There are several possible responses to the issue of unfettered cy pres awards, which frequently have too little scrutiny from courts, despite the clear conflicts of interest they present between class members and their attorneys. The American Law Institute's controversial Draft of the Principles of the Law of Aggregate Litigation proposes limiting cy pres to “circumstances in which direct distribution to individual class members is not economically feasible, or where funds remain after class members are given a full opportunity to make a claim.”[13] This would imply that a settlement distribution should go to class members who have filed a claim, although some courts have rejected such a solution as a windfall to class members, especially when the number of class members filing claims is small relative to the size of the class.[14] Another possibility is already part of Ohio law: unclaimed funds escheat to the state treasury.

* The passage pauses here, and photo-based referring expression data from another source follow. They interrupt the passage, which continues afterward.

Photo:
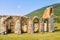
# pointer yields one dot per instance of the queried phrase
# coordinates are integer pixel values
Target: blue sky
(23, 7)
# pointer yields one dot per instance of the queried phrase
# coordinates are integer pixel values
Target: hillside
(39, 12)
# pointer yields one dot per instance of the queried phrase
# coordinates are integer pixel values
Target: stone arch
(24, 24)
(46, 17)
(17, 24)
(9, 24)
(36, 24)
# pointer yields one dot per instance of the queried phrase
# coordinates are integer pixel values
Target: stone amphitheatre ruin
(22, 24)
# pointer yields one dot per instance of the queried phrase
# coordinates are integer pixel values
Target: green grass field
(36, 36)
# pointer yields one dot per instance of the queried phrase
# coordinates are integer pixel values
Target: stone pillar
(3, 26)
(51, 27)
(41, 25)
(46, 25)
(18, 27)
(30, 28)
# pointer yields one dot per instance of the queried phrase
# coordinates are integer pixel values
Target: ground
(36, 36)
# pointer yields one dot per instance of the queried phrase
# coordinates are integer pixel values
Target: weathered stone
(18, 27)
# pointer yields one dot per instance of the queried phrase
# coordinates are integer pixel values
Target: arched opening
(9, 25)
(24, 25)
(36, 25)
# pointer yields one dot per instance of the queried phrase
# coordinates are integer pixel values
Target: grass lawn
(36, 36)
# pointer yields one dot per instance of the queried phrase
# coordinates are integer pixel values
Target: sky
(23, 7)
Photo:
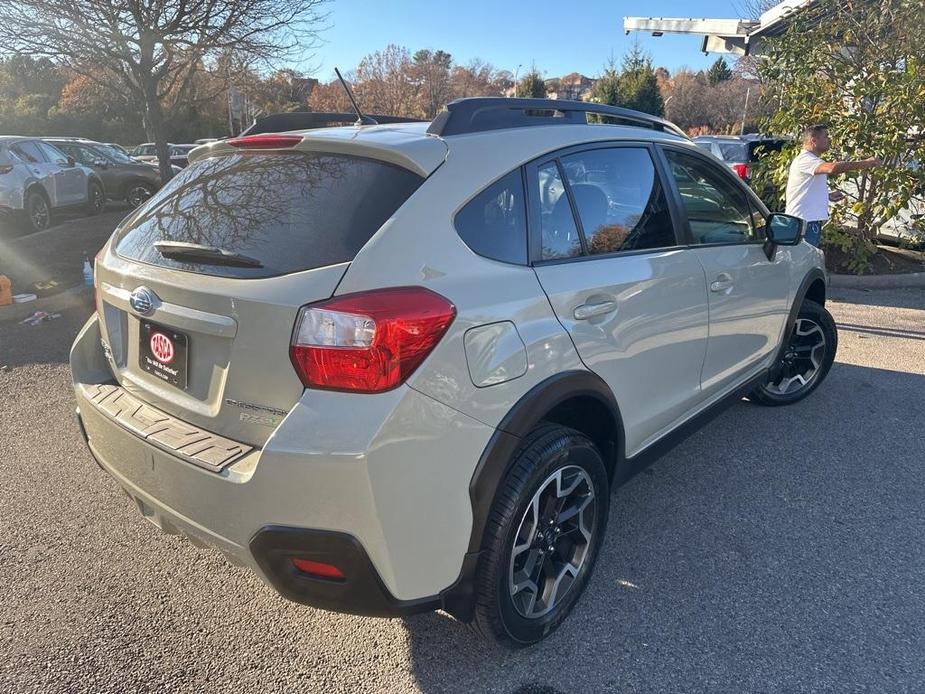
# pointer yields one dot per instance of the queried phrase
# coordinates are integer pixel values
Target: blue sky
(560, 37)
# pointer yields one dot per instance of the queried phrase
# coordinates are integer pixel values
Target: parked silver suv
(37, 179)
(399, 368)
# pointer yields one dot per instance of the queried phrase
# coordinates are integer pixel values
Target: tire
(551, 459)
(96, 199)
(137, 193)
(810, 351)
(37, 212)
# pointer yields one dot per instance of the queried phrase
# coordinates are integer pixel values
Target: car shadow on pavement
(777, 549)
(894, 298)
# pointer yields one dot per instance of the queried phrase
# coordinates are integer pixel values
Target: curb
(75, 296)
(910, 280)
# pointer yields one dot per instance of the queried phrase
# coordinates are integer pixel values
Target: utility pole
(745, 111)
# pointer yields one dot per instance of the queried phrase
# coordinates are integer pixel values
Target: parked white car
(37, 179)
(906, 227)
(400, 368)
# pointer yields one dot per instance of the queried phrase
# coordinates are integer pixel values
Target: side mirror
(782, 230)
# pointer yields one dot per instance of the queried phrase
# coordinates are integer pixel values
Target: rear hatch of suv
(200, 288)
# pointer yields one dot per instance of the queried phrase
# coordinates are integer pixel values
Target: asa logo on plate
(162, 348)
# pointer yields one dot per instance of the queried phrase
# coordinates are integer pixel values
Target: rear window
(289, 211)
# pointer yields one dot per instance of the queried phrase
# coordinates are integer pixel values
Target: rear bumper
(377, 484)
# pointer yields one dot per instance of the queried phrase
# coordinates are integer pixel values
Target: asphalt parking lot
(775, 550)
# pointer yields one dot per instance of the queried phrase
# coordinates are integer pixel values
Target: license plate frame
(163, 352)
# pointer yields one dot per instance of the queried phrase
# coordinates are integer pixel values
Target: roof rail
(478, 114)
(306, 120)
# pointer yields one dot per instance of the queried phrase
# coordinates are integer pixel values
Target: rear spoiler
(307, 120)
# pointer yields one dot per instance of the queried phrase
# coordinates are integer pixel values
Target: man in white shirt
(807, 185)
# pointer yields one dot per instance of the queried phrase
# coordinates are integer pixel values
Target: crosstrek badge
(162, 348)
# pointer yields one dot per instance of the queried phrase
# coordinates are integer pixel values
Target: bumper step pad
(194, 445)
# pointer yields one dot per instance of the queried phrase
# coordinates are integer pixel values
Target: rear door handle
(586, 311)
(722, 283)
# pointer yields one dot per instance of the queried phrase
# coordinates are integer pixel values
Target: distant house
(574, 87)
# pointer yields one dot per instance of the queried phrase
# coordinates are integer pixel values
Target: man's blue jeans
(813, 233)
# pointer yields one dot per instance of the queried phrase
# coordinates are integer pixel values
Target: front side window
(620, 200)
(288, 211)
(494, 223)
(717, 210)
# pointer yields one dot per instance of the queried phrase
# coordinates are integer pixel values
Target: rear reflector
(265, 141)
(319, 569)
(741, 170)
(368, 342)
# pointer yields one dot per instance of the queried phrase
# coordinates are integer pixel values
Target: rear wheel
(38, 213)
(806, 359)
(543, 536)
(96, 202)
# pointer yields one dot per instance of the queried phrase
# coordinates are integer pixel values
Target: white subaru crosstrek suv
(37, 179)
(399, 368)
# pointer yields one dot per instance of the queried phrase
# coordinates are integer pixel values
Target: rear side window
(494, 223)
(559, 231)
(289, 211)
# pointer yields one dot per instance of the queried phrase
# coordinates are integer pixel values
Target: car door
(605, 250)
(70, 179)
(38, 168)
(749, 294)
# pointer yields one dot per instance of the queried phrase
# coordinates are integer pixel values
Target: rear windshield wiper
(207, 255)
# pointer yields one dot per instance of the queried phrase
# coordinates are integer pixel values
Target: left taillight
(271, 141)
(368, 342)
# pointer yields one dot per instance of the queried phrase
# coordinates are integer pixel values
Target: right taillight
(741, 170)
(368, 342)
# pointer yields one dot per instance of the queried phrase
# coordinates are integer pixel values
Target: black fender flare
(798, 299)
(498, 458)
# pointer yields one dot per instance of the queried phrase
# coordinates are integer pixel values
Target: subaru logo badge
(143, 301)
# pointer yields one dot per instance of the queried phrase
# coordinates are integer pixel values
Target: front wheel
(138, 193)
(543, 536)
(96, 199)
(806, 358)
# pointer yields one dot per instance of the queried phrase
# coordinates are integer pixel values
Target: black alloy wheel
(38, 214)
(542, 538)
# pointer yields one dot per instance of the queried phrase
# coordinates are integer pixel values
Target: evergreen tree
(719, 72)
(531, 86)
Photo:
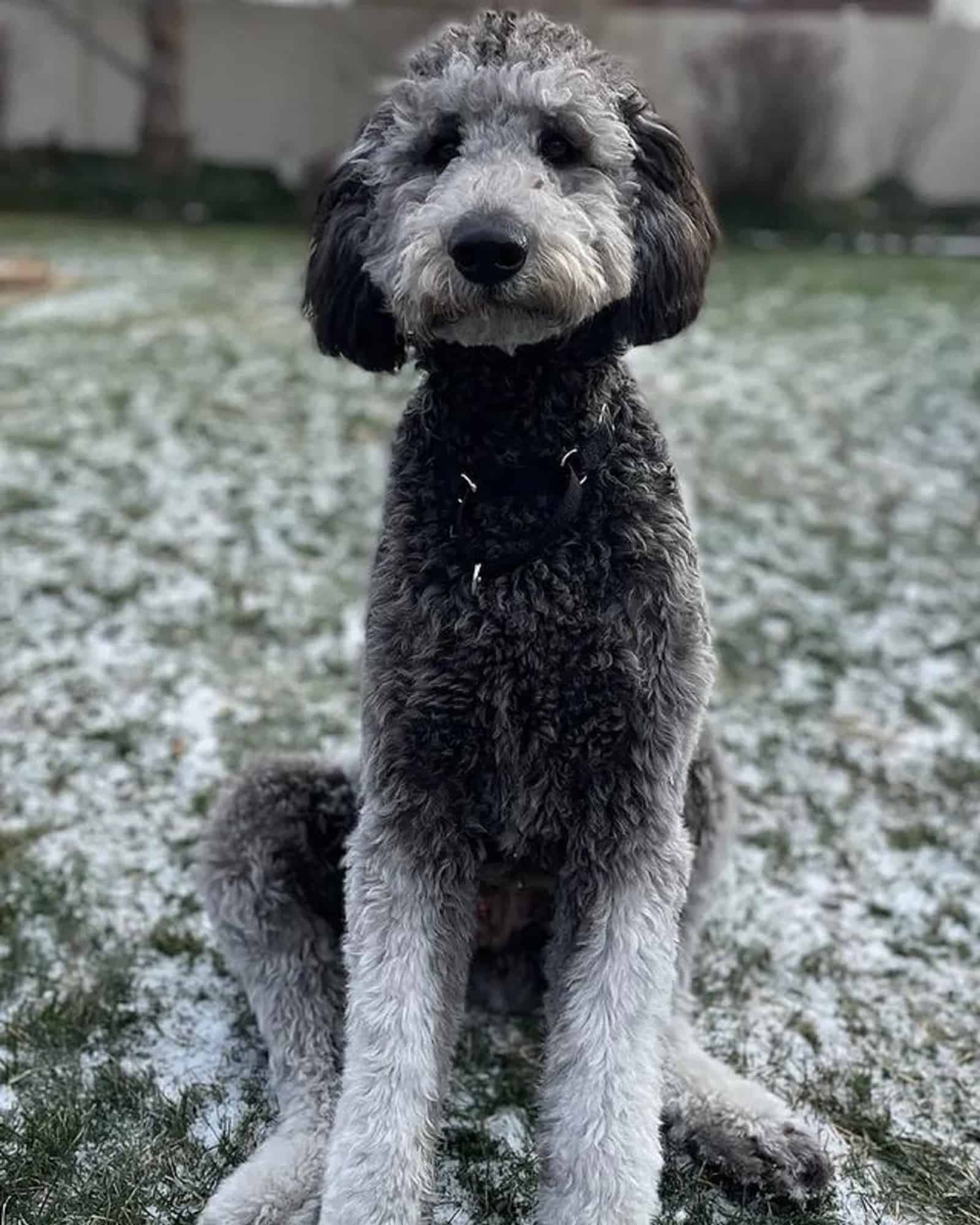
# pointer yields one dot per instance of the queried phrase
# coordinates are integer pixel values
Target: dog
(541, 810)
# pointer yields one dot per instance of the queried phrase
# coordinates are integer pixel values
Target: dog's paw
(775, 1158)
(279, 1185)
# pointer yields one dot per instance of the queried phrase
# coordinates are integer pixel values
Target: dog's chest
(522, 700)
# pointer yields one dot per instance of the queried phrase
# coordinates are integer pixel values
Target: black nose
(488, 251)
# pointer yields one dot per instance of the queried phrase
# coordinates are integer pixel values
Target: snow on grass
(188, 503)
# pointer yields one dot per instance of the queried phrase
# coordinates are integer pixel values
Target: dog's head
(514, 186)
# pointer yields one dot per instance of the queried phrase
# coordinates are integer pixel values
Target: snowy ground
(188, 499)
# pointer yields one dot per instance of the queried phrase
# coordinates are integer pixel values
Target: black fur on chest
(513, 698)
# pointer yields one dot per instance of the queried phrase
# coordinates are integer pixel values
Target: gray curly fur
(543, 728)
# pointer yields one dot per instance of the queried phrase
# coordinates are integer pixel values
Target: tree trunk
(165, 141)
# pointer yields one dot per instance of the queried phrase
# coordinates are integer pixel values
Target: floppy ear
(674, 231)
(347, 312)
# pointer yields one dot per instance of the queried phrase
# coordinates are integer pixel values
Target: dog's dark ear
(347, 312)
(676, 231)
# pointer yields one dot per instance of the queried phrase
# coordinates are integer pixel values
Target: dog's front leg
(612, 979)
(411, 924)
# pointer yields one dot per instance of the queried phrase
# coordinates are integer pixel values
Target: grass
(182, 586)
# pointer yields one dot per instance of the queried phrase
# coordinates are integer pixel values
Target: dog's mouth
(496, 323)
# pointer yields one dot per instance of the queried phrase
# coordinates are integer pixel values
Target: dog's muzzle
(487, 249)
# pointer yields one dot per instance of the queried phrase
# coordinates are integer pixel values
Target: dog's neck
(488, 406)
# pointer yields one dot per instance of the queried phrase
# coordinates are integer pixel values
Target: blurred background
(803, 115)
(189, 502)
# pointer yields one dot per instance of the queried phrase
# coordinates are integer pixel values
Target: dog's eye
(443, 151)
(558, 150)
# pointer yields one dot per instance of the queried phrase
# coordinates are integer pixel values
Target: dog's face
(513, 187)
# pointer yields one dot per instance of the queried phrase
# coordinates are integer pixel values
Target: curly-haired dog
(538, 665)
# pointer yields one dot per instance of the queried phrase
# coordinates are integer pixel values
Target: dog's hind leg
(729, 1126)
(271, 875)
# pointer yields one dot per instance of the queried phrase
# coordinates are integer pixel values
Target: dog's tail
(271, 875)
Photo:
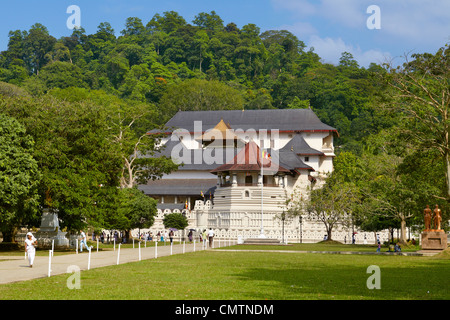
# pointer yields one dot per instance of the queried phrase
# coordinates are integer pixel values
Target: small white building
(225, 182)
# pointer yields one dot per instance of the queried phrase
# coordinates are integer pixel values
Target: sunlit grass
(219, 275)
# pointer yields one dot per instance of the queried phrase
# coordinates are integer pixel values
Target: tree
(422, 91)
(74, 152)
(38, 43)
(19, 177)
(175, 220)
(134, 210)
(332, 204)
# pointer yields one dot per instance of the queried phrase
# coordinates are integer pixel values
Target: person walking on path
(30, 248)
(171, 236)
(210, 237)
(83, 241)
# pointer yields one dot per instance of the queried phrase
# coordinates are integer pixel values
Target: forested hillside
(159, 61)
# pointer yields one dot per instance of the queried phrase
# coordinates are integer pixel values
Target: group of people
(31, 242)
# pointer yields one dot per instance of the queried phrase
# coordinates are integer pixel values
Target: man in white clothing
(30, 248)
(83, 241)
(210, 237)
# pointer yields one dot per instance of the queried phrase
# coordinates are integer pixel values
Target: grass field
(223, 275)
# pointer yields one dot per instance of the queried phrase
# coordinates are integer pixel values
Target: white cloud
(300, 8)
(303, 30)
(330, 50)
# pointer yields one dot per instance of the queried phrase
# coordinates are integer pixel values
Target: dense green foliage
(205, 64)
(19, 176)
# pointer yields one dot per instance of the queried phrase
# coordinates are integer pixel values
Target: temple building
(238, 168)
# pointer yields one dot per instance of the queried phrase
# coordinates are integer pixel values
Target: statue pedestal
(434, 240)
(49, 232)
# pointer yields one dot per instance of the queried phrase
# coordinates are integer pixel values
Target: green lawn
(333, 247)
(221, 275)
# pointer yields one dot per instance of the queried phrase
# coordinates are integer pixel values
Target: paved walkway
(16, 268)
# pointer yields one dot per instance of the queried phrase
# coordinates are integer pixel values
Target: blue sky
(330, 26)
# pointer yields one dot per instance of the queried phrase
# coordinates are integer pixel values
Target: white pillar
(118, 254)
(50, 253)
(234, 180)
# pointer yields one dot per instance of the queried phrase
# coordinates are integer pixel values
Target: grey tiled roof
(181, 187)
(299, 146)
(282, 119)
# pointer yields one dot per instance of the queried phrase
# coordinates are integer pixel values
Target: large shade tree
(19, 177)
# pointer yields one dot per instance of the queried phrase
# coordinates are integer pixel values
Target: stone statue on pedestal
(49, 231)
(427, 217)
(436, 238)
(437, 218)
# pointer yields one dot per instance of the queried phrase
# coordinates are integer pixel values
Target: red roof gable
(249, 159)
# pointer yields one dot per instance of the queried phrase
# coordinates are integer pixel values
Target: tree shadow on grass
(347, 283)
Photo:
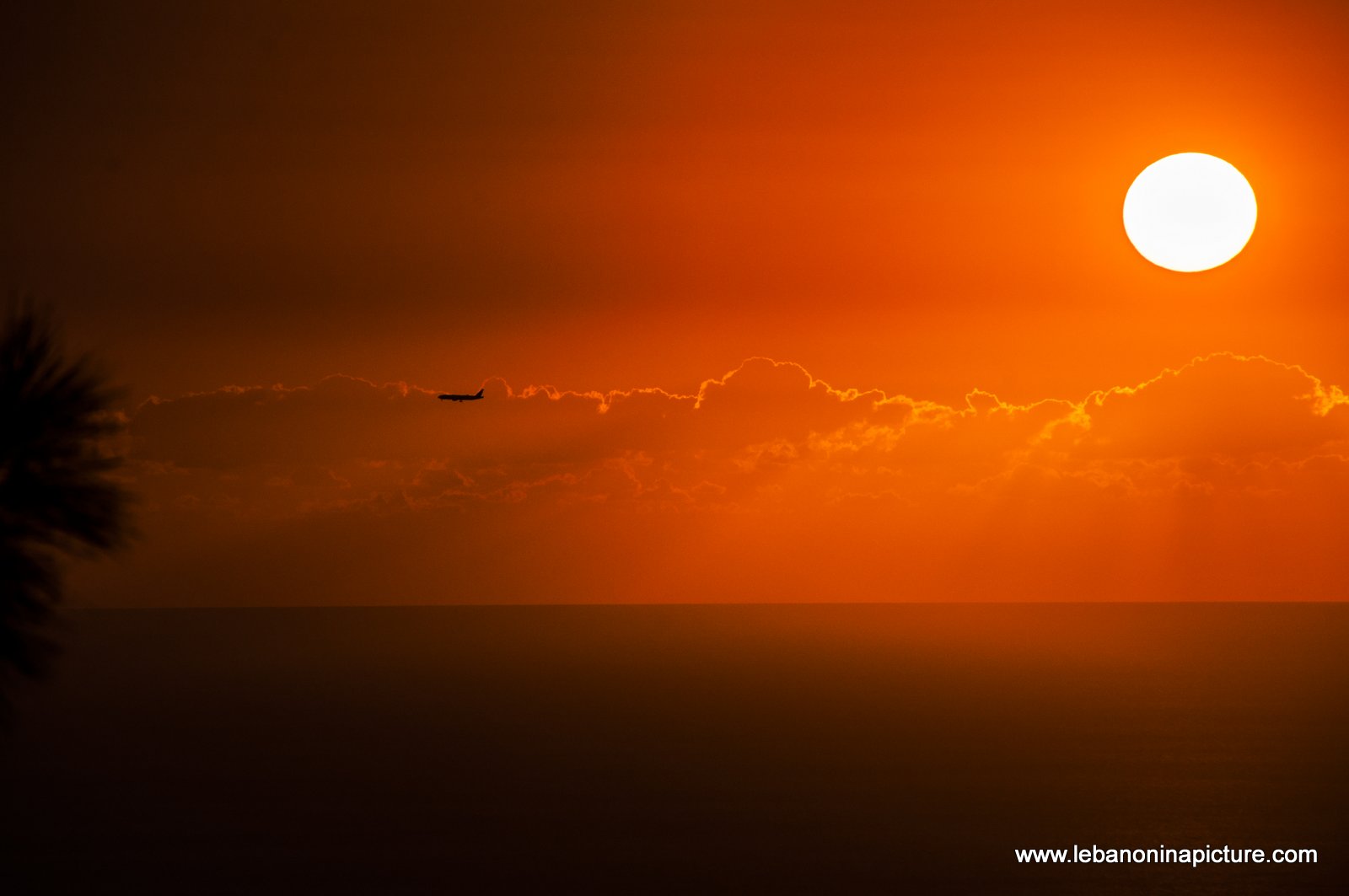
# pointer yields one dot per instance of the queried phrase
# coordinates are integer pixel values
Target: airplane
(463, 397)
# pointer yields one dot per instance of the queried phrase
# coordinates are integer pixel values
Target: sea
(908, 748)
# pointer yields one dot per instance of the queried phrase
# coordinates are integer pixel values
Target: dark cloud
(1211, 480)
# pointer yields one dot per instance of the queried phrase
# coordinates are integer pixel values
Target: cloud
(1221, 478)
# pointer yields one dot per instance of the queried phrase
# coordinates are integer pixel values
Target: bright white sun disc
(1190, 212)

There is still another possible solution. The federal Class Action Fairness Act bases fee awards in coupon settlements on the actual redeemed value of the coupons; if coupons are donated to charity, those coupons cannot be used to calculate a fee award.[15] The same principle should apply when cash is involved. Contingent-fee attorneys should be rewarded only for benefits going directly to the class. Moreover, if a cy pres settlement benefits the attorneys directly or indirectly, that settlement should offset the attorneys' fees. A $1 million cy pres award on behalf of should count as part of the attorneys' fee award, not as a justification for additional attorneys' fees. Such a mechanism would give plaintiffs' attorneys the proper incentive to align their interests with those of the class when devising a settlement: if the class members do not get paid, the attorneys do not get paid. If trial lawyers are truly interested in benefiting charities rather than their own wallets, then this is an appropriate compromise.

In summary, H.B. 427 addresses a problem that does not exist, and exacerbates the class-action conflict-of-interest problem that is already there. If the Ohio legislature is to act on cy pres awards, it should structure its legislation to eliminate the conflict-of-interest problem that such awards present by (1) requiring attorneys' fees to be tied to actual class recovery, and (2) taking decision-making about charitable awards out of the hands of attorneys and judges and placing it with the legislature.